In letzter Zeit jedoch hat sich vermehrt Widerstand gegen die dominierende Rolle der Agenturen geregt. Durch offensichtliche Fehleinschätzungen der Bonität einzelner Schuldner und zu späte Reaktionen auf sich verändernde Bonitätsverhältnisse wurde vermehrt in Frage gestellt, ob die Einschätzungen der Agenturen richtig sind und ob diese vor allem rechtzeitig auf sich verändernde wirtschaftliche Verhältnisse der Schuldner aktualisiert werden.7 Rating- Agenturen wie Moody’s ändern ein Rating nach eigener Aussage nur, wenn es unwahrscheinlich ist, dass diese Änderung nicht innerhalb einer relativ kurzen Zeitspanne wieder rückgängig gemacht wird.8 Zyklische Schwankungen in der Bonität des Emittenten werden bei der Ratingentscheidung ausgeklammert.9 Gerade im Portfolio-Management ist es jedoch von größter Bedeutung, dass Ratings zu jedem Zeitpunkt die tatsächliche Verfassung eines Schuldners darstellen, andernfalls ist die Verwendung von Ratings für Anlageentscheidungen nicht sinnvoll.10 Vor dem Hintergrund dieser mittlerweile weit verbreiteten Kritik stellt sich nun die Frage, ob Ratingänderungen noch einen signifikanten Einfluss auf den Euromarkt haben oder ob den Investoren das Vertrauen in die Einschätzung der Agenturen bereits verloren gegangen ist. In einer Umfrage unter 387 Rentenfondsmanagern stellten Baker und Mansi jüngst fest, dass 71% der Befragten die Reaktionsgeschwindigkeit der Rating-Agenturen für zu langsam halten.11 Kann vor diesem Hintergrund noch von einem kausalen Zusammenhang zwischen negativen Ratingevents und Spreadveränderungen der betroffenen Anleihe gesprochen werden oder vollziehen die Agenturen in ihrer Einschätzung nur noch die bereits am Markt erfolgten Anpassungen nach?

1.2 Zielsetzung

Ziel dieser Arbeit ist es, für den Zeitraum von Januar 1999 bis Februar 2004 zu untersuchen, welche Auswirkungen negative Ratingevents auf die Spreads von Corporate Bonds haben. Negative Ratingevents im Sinne dieser Arbeit sind zum einen Downgrades von einer der beiden Agenturen S&P und Moody’s und zum anderen eine Aufnahme auf deren Watchlists.

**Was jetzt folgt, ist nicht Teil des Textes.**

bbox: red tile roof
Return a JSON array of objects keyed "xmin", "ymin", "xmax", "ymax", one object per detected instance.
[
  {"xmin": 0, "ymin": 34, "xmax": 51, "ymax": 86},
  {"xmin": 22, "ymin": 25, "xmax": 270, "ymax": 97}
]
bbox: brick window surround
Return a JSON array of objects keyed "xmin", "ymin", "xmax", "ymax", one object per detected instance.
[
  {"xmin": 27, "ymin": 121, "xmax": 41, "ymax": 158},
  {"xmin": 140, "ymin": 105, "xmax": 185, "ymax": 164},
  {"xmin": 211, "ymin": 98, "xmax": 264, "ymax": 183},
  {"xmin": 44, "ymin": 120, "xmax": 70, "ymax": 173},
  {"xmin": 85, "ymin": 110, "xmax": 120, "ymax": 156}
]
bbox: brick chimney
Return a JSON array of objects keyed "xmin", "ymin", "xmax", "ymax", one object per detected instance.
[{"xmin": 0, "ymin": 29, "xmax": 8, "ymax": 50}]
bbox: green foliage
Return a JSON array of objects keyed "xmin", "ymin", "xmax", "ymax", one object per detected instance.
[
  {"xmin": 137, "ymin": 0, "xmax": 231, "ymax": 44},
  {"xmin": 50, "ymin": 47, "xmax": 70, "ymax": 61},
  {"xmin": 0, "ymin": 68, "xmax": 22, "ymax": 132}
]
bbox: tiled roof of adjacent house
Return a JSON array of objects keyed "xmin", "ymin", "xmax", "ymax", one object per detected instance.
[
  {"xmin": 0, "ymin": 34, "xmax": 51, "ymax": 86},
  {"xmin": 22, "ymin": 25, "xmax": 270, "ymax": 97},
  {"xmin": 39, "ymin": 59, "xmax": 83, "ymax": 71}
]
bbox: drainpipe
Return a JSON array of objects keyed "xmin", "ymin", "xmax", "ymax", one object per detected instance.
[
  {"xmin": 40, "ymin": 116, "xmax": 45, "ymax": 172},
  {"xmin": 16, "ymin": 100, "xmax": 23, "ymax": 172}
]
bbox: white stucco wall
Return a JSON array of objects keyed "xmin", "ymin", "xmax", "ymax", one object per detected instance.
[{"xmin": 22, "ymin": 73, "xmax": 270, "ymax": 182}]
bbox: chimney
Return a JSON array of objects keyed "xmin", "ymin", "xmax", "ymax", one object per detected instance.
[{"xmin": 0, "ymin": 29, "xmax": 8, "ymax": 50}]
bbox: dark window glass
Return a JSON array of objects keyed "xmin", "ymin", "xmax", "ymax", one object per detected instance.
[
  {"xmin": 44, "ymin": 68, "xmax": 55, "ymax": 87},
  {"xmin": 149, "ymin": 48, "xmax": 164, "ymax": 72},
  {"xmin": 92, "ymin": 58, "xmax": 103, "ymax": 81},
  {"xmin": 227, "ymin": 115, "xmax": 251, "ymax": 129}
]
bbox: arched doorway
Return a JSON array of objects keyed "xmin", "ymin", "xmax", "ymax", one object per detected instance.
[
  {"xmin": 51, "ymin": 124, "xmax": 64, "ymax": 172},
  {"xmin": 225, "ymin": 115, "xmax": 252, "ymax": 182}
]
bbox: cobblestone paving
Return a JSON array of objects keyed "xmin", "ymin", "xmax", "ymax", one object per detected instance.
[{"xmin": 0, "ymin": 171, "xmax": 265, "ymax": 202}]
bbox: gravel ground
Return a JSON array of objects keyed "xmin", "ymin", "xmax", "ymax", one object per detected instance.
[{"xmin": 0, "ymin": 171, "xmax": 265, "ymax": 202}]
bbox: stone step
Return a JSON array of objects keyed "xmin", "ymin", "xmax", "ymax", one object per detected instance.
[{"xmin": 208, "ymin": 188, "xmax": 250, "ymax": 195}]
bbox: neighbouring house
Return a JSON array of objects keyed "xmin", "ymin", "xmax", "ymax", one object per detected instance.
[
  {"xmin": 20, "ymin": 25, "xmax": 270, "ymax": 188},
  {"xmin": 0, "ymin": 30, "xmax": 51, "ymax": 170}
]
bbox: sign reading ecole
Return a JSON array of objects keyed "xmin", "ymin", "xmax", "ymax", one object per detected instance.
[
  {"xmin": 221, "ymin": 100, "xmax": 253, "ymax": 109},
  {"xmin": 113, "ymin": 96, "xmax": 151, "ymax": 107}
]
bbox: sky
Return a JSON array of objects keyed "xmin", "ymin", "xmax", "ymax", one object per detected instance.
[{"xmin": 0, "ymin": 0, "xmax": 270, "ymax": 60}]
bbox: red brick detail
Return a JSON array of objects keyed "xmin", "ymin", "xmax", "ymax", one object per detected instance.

Die Auswirkungen der Ratingevents auf die Anleihen sollen so isoliert wie möglich betrachtet werden. Aus diesem Grund werden weitere Einflussfaktoren wie Zinsschwankungen und Gesamtmarktbewegungen so weit wie möglich eliminiert, da diese die Ergebnisse der Untersuchung verfälschen können.

Positive Ratingevents werden in dieser Arbeit nicht betrachtet, da die verwendete Datenbasis über nur sehr wenige Anleihen verfügt, die in dem beobachteten Zeitraum entweder mit einem positiven Outlook versehen oder sogar hochgestuft werden. Aufgrund der geringen Anzahl können keine stichhaltigen Aussagen über das Verhalten der Anleihen in diesen beiden Fällen getroffen werden.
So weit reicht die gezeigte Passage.